Both Bushnell and Siebert point out that their adoptive families were loving and caring, and that they felt connected to their Jewish cultural roots. Despite this, however, both struggled with feelings of grief and isolation over losing their cultural connection to their Korean heritage.
“We also represent the adoptee community and the trauma that might come with adoption,” Bushnell said. “I hope others will connect in some way [with] we.”
Siebert remembers that she often grew up alone. At the time, she thought it was because she was an only child. However, she also felt she was different – for example, she was one of the few Asian students at her private Jewish school.
Today, Siebert has acknowledged that those feelings were a product of her experience as an adoptee. Asian adoption was still new in the 1980s, she observes, and few support systems were in place to help adoptees learn about their backgrounds. She wishes she had had the opportunity to engage with her Asian heritage from an early age.
“If more adoptees could [have a cultural connection] sooner there might be less disconnection and a bit of depression [common in] adopted,” Siebert said. “There’s this stigma around expressing your feelings, because you’re supposed to be grateful that you’ve been adopted. But in reality, there is a trauma.
Bushnell also agrees that resources for adoptees would have been important to her. She hadn’t heard of any of them, like culture camps or Korean American adoptee support groups, until she was in her late twenties.

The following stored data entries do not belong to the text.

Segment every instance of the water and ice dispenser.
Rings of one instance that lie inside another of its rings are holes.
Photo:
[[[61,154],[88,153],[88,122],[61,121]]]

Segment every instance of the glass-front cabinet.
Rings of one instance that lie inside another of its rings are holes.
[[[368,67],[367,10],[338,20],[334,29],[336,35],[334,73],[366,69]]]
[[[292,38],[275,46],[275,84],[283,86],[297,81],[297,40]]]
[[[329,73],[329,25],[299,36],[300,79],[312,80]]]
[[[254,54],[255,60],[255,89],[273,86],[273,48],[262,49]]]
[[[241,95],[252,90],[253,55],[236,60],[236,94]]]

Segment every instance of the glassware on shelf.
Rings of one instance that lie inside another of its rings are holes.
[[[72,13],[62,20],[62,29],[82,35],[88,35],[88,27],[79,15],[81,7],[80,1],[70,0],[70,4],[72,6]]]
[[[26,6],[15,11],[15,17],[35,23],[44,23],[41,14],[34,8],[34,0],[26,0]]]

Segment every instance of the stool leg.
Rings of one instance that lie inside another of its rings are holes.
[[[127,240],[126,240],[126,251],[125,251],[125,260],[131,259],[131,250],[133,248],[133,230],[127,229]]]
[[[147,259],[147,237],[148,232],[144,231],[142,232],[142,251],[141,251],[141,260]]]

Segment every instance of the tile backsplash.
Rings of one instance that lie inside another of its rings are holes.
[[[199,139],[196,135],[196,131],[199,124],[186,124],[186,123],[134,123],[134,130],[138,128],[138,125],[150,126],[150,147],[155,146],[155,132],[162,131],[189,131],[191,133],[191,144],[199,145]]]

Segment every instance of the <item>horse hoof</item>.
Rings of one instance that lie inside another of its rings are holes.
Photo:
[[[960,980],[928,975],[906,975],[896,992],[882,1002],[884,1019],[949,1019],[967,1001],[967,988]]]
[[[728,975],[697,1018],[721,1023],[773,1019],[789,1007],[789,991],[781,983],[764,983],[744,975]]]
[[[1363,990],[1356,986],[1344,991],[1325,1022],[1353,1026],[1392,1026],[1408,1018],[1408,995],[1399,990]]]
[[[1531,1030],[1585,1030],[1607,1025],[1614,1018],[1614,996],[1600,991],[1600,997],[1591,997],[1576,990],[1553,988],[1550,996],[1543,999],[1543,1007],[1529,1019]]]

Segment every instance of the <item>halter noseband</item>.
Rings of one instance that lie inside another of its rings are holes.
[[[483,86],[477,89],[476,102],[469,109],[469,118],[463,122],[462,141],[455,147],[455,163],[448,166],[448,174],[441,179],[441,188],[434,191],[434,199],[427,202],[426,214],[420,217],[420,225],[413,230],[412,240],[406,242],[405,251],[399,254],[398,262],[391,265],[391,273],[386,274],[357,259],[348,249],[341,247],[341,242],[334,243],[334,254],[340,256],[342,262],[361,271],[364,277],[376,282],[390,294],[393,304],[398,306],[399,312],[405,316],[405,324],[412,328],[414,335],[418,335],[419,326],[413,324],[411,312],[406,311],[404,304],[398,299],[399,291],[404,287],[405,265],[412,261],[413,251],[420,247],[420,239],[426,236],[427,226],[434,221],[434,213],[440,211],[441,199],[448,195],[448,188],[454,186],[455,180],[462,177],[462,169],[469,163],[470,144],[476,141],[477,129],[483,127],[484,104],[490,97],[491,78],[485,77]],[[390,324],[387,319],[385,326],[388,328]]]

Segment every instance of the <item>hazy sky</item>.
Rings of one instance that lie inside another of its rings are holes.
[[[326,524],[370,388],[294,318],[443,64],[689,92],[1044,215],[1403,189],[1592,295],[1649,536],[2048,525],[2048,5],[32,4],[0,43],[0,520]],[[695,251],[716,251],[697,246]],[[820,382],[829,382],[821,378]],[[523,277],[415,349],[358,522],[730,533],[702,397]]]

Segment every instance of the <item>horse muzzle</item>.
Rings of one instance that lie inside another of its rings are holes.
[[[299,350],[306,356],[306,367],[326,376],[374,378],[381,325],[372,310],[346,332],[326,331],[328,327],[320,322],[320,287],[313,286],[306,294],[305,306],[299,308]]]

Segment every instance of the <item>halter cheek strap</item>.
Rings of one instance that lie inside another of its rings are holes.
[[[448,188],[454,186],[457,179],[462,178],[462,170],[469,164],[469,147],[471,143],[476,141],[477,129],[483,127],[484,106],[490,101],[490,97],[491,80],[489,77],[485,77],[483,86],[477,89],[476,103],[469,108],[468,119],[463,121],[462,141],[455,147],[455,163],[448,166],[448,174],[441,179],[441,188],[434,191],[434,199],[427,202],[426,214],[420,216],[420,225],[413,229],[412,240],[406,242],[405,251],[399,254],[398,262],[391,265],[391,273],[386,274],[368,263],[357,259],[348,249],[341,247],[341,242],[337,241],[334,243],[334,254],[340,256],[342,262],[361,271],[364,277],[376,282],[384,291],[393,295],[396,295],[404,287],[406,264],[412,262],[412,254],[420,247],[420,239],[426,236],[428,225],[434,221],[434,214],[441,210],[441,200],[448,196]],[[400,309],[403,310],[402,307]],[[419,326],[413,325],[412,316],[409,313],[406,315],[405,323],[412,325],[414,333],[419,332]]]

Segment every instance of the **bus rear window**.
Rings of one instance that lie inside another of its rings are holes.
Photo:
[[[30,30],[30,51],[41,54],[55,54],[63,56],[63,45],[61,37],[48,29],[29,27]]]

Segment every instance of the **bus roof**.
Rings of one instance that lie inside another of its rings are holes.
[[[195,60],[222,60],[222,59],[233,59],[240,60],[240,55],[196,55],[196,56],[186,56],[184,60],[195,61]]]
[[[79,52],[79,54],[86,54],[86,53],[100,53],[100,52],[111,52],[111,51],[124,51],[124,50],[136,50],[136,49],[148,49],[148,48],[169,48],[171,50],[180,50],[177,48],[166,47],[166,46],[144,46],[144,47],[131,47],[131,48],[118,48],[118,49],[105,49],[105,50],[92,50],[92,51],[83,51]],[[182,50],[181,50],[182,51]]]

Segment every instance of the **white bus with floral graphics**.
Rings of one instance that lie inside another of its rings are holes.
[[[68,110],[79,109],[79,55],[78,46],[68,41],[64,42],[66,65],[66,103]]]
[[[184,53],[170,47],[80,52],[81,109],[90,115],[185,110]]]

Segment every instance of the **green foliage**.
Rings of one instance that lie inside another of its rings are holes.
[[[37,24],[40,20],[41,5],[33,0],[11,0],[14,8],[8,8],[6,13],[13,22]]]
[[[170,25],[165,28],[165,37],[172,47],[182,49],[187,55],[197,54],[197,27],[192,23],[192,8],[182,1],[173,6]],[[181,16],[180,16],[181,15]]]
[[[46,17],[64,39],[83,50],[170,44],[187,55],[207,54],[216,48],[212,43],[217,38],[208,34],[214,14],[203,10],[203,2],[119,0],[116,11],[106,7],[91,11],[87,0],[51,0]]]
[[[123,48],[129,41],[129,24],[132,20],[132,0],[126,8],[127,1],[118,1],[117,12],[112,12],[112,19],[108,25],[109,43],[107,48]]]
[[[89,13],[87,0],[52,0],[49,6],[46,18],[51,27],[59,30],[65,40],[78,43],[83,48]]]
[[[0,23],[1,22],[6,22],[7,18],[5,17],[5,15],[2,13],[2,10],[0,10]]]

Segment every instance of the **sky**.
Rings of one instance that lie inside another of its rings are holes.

One night, Bushnell recalled, she overheard an NPR interview with a Korean adoptee of the same age as her. The adoptee described entering a room of other Korean adoptees and feeling, for the first time, even more at home than entering her own family’s home.
Bushnell realized that she was “longing” for that experience those resources might have given her.
“How many other adoptees around the world, not just Koreans, don’t know about these resources?” Bushnell said. “And I just wish I could take our experience, our history, because we’ve been in the public eye so much…and turn that into something that could be useful to others because there are so many of us.”
Besides adoptee awareness and bonding time, there is one final factor that propels twins. Sienert’s mother recently died of undiagnosed metastatic cancer. An avid world traveler, she had regularly watched Fantastic race with Siener. Bushnell and Sienert hope to honor his memory by appearing on the show.
For Bushnell, the show’s timing was “another reason why we think the universe kind of brought us together at that time and brought us on the run together.”
“It’s so much more to us than just a million dollar race, but an opportunity for us to make up time that we lost.”